# Accessing multimodal capapabilities in GPT-4o

This notebook provides a basic demonstration of how to use the GPT-4o model through the OpenAI API to interpret both text and image prompts.

Relevant links:
- [Introduction to GPT-4o cookbook from OpenAI](https://cookbook.openai.com/examples/gpt4o/introduction_to_gpt4o)
- [API reference for chat completions](https://platform.openai.com/docs/api-reference/chat/create)
- [Documentation for function calling](https://platform.openai.com/docs/guides/function-calling)
- [JSON Schema documentation](https://json-schema.org/understanding-json-schema/reference/non_json_data#light-scheme-icon)

In [2]:
# Import necessary libraries
import os
import pandas as pd
from openai import OpenAI
from dotenv import load_dotenv
import base64
import json
from datetime import date

# Load the .env file
load_dotenv()

# Set up an OpenAI object using the OpenAI API key
client = OpenAI(api_key=os.environ.get("OPENAI_API_KEY"))

## Create a standard chat completion using GPT-4o.

In [3]:
completion = client.chat.completions.create(
  model="gpt-4o",
  messages=[
    {
      "role": "system", 
      "content": "You are a helpful assistant."
    },
    {
      "role": "user", 
      "content": "Write a haiku about a duck."
    } 
  ]
)

print(completion.choices[0].message.content)

NotFoundError: Error code: 404 - {'error': {'message': 'The model `gpt-4o` does not exist or you do not have access to it.', 'type': 'invalid_request_error', 'param': None, 'code': 'model_not_found'}}

### Encode images
To pass an image to the model, first turn it into a base64-encoded string.

In [None]:
# Image path
IMAGE_PATH = "data/receipt-01.png"

# Encode the image file as a base64 string
def encode_image(image_path):
  with open(image_path, "rb") as image_file:
    return base64.b64encode(image_file.read()).decode("utf-8")

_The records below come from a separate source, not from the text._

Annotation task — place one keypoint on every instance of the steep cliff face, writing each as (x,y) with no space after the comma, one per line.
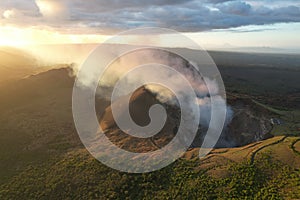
(250,123)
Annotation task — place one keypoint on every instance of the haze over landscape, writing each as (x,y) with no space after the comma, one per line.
(253,46)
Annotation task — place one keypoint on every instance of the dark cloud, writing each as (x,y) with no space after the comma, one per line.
(104,16)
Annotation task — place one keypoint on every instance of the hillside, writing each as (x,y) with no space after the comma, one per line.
(42,156)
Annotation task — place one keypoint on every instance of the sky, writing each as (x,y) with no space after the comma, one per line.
(211,23)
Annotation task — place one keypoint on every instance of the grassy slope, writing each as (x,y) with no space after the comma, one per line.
(42,157)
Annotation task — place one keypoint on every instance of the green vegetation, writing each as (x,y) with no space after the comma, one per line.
(77,175)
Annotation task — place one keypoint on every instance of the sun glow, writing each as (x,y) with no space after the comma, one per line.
(14,36)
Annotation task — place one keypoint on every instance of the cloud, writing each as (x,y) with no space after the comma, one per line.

base64_image = encode_image(IMAGE_PATH)

### Prompt GPT-4o using an image
Next, pass the image in the messages object by setting the `type` to `image_url`.

In [None]:

# Pass the image to GPT-4o anlong with a prompt.
response = client.chat.completions.create(
  model="gpt-4o",
  messages=[
    {
      "role": "system",
      "content": "Answer the quesiton based on the provided image."
    },
    {
      "role": "user",
      "content": [
        {
            "type": "text",
            "text": "What store is this receipt from?"
        },
        {
          "type": "image_url", 
          "image_url": {
            "url": f"data:image/png;base64,{base64_image}"
          }
        }
      ]
    }
  ],
  temperature=0.0,
)

# Print the response
print(response.choices[0].message.content)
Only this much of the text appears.